On June 29, 2013, a police report was filed claiming a teenager was being groomed by Pugh. Though at first saying that he could not disclose whether sexual activity took place, the family's lawyer later stated no physical contact happened. The teen's mother complained of being accused of trying to extract a cash payment from Pugh after legal experts questioned why she contacted her lawyers before police. Pugh's supporters, including colleagues and adolescent students he mentored, said the allegations did not match his behavior in or out of class.

In December 2013, Oakland County Prosecutor Jessica Cooper announced she would not file charges against Pugh as there was no evidence that he had engaged in any wrongdoing. "We didn't even have enough probable cause to issue subpoenas", she said. "You have to remember this young man was 18."

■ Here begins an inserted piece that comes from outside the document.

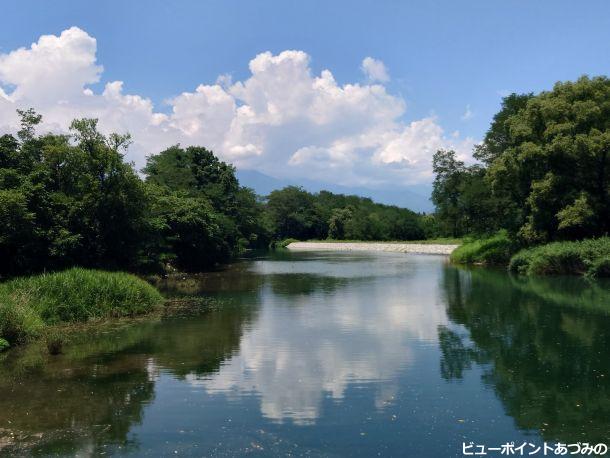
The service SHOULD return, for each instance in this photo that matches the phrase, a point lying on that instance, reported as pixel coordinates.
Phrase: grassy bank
(495, 250)
(30, 305)
(587, 257)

The victim filed a civil lawsuit in the United States District Court for the Eastern District of Michigan, asking for $1.5 million in damages. On November 9, 2015, the jury found for Pugh's accuser, awarding him $250,000. In January 2016, when Pugh's accuser attempted to recover the judgment by garnishing Pugh's wages, it was revealed that Pugh never "ran" two restaurants in New York City as he had stated in a deposition, and was just a waiter at soul food restaurant in Harlem. Pugh dropped his appeal after entering mediation with his accuser and agreed to a payment plan in April 2016.

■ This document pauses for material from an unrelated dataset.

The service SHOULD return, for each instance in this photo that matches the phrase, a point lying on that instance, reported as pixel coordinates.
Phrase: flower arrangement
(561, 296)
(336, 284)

On June 22, 2016, Pugh was formally charged by the Wayne County prosecutor's office and a warrant was issued for his arrest on six counts of criminal sexual conduct (CSC), three each of first and third degree, for an incident in September 2003. A conviction of first degree criminal sexual conduct in Michigan is punishable by up to life in prison, while a conviction of third degree CSC in punishable by a maximum of 15 years in prison. He was formally taken into custody on June 23, 2016, through coordination with the Detroit Police Department and the United States Marshals Service in Harlem, New York, to await extradition to Michigan and arraignment. Pugh was formally arraigned in front of Wayne County District Court Magistrate Millicent Sherman, who entered a not guilty plea on his behalf. Sherman ordered Pugh held on $500,000 bond and remanded him to the Wayne County Jail. On August 5, 2016, Wayne County District Court Judge Deborah Langston bound Pugh over for trial on five of the six felony counts, while dismissing one count of third degree CSC. She reduced Pugh's bond to $150,000 cash.

On October 26, 2016, Pugh pleaded guilty in Wayne County Circuit Court before Judge Thomas Cameron. Pugh's plea agreement called for him to agree to plead guilty to two counts of third degree CSC, while prosecutors dropped three counts on first degree CSC. His deal calls for him to serve between 5 1/2 and 15 years in prison and register as a sex offender for life. In the hearing, Pugh admitted to having sex with the victim at least twice in 2003 and 2004, when the victim was between 13 and 15. Cameron formally sentenced Pugh to 5 1/2 to 15 years in prison on November 9, 2016. In August 2021, Pugh was granted parole by the Michigan Department of Corrections and is expected to be released around December 22, 2021, which is his earliest release date.